In our study, we first aim to examine how microglia in the retina undergo aging-related changes in ways that may help us understand how they may drive AMD. Specifically, we are looking carefully at how microglia, as a function of age, produce factors previously thought important in AMD and change in their ability to move to areas affected by AMD. Next, using purified cells in a culture dish, we will examine the interactions between microglia, and RPE cells when they are placed next to each other. We will ask if the union of these two cell types results in the production of factors that are thought to be important in driving AMD. Finally, we will use an experimental mouse model to simulate the union of microglia and RPE cells, a situation also seen in human AMD. By transplanting microglia next to the RPE cell layer in a living organism, we hope to understand how microglia interacts with RPE cells in the retinas of patients with AMD.

In the course of our study, we will employ innovative techniques in cell culture, cell imaging, and cell transplantation to study AMD. Our proposal also directly addresses the question of how biological aging and how changes in the immune system, two important factors in AMD, combine to drive disease. Lessons learned in our proposal have the potential to be translated into novel therapies for AMD prevention and treatment.

Publications:

Damani MR, Zhao L, Fontainhas AM, Amaral J, Fariss RN, Wong WT. Age-related alterations in the dynamic behavior of microglia. Aging Cell. 2010 Nov 25. doi: 10.1111/j.1474-9726.2010.00660.x. [Epub ahead of print] PubMed Icon Google Scholar Icon

Ma W, Coon S, Zhao L, Fariss RN, Wong WT.  A2E accumulation influences retinal microglial activation and complement regulation. Neurobiol Aging. 2012 Jul 19. [Epub ahead of print] PubMed Icon Google Scholar Icon

Ma, W., Coon, S., Zhao, L., Fariss, R.N., Wong, W.T. (2013) A2E accumulation influences retinal microglial activation and complement regulation.  Neurobiology of Aging, 2013, 34(3):943-60. PubMed Icon Google Scholar Icon

Wong, W.T. (2013) Microglial Aging in the Healthy CNS: Phenotypes, Drivers, and Rejuvenation.  Frontiers in Cellular Neuroscience, 7:22. Epub 2013 Mar 13. PubMed Icon Google Scholar Icon

Ma, W., Cojocaru, R., Gotoh, N., Gieser, L., Villasmil, R., Cogliati, T., Swaroop, A., Wong, W.T. (2013) Gene expression changes in aging retinal microglia:  relationship to microglial support functions and regulation of activation.  Neurobiology of Aging, in press. PubMed Icon Google Scholar Icon

Progress Updates:

Dr. Wong’s and Dr. Zhao’s team is trying to understand how the immune cells that normally reside in the retina undergo aging changes. As AMD is an aging disease that involves immune reactions in the retina, finding out about how retinal immune cells age could illuminate important aspects about AMD biology.

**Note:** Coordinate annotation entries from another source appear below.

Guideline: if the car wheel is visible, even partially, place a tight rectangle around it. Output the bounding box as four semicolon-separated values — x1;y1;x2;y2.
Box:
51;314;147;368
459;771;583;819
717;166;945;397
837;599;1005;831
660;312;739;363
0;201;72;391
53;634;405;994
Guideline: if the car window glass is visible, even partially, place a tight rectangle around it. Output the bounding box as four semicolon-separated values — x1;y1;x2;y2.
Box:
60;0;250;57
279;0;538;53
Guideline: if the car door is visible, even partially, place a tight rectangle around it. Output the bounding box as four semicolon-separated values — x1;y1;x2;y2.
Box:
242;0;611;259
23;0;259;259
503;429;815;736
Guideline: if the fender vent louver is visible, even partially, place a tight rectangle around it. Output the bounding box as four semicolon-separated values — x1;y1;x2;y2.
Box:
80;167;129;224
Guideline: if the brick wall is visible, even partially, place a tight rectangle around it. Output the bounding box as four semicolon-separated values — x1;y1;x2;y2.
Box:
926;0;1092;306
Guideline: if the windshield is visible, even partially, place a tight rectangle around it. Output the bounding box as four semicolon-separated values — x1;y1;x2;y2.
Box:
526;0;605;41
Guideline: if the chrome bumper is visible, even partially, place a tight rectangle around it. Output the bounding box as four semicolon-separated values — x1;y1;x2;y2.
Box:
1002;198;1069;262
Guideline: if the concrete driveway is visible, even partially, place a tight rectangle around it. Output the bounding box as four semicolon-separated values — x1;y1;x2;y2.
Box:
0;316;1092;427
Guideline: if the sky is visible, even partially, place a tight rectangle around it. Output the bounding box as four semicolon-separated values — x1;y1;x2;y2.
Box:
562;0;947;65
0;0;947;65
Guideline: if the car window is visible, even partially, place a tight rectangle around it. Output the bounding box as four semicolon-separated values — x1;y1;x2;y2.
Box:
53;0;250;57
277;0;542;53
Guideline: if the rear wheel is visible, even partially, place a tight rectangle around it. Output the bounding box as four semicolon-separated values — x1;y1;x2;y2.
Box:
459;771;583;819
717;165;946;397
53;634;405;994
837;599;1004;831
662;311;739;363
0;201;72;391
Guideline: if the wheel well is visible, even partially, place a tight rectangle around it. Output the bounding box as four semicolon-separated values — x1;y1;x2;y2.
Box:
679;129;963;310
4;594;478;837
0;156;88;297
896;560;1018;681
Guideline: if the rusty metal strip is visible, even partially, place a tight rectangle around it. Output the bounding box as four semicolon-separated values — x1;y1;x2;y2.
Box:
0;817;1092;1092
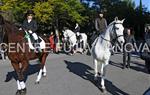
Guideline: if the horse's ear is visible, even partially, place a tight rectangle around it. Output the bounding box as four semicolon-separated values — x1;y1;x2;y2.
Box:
121;18;125;23
0;15;4;25
115;17;118;21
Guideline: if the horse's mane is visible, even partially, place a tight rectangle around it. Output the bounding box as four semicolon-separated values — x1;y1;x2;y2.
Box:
107;21;115;27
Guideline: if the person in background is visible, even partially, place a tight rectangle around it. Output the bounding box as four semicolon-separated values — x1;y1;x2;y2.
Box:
141;25;150;74
123;28;136;69
22;10;41;51
95;11;107;36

In the first year of this project, the team discovered that retinal microglia do undergo significant and interesting aging changes. They discovered that young and aged retinal microglia differ significantly in their cell shape and their distribution within the retina. Also, they found that young and aged microglia respond differently to injury and injury signals. These differences indicate a decreased capacity of aged microglia to carry out dynamic functions in the retina under normal conditions. The differences also reflect a dysfunctional response to injury that is less prominent and rapid in the acute post-injury phase, but is more prolonged and sustained in the chronic phase. These findings were published recently in the leading journal on aging science, called Aging Cell.

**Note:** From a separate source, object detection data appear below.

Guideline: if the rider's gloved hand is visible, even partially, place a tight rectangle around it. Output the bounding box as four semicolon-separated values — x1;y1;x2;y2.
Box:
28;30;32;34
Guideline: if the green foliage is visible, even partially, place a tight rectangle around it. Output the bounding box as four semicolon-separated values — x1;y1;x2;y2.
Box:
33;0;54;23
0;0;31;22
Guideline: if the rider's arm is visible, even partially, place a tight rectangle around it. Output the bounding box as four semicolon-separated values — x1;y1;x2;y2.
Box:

In the second year of this project, the team has studied microglia changes in response to accumulation of A2E, an autofluorescent substance that they believe builds up in immune cells as they age. They found that when immune cells accumulate A2E they become altered in their properties in ways that promote inflammation and decrease their ability to protect the retina. These findings were published recently in another leading journal on aging science, called Neurobiology of Aging.

These data provide a cellular basis for understanding how the immune system in the retina functions differently between young and aged mice, and raise hypotheses about how these may be related to the occurrence of AMD in humans as their retinas age.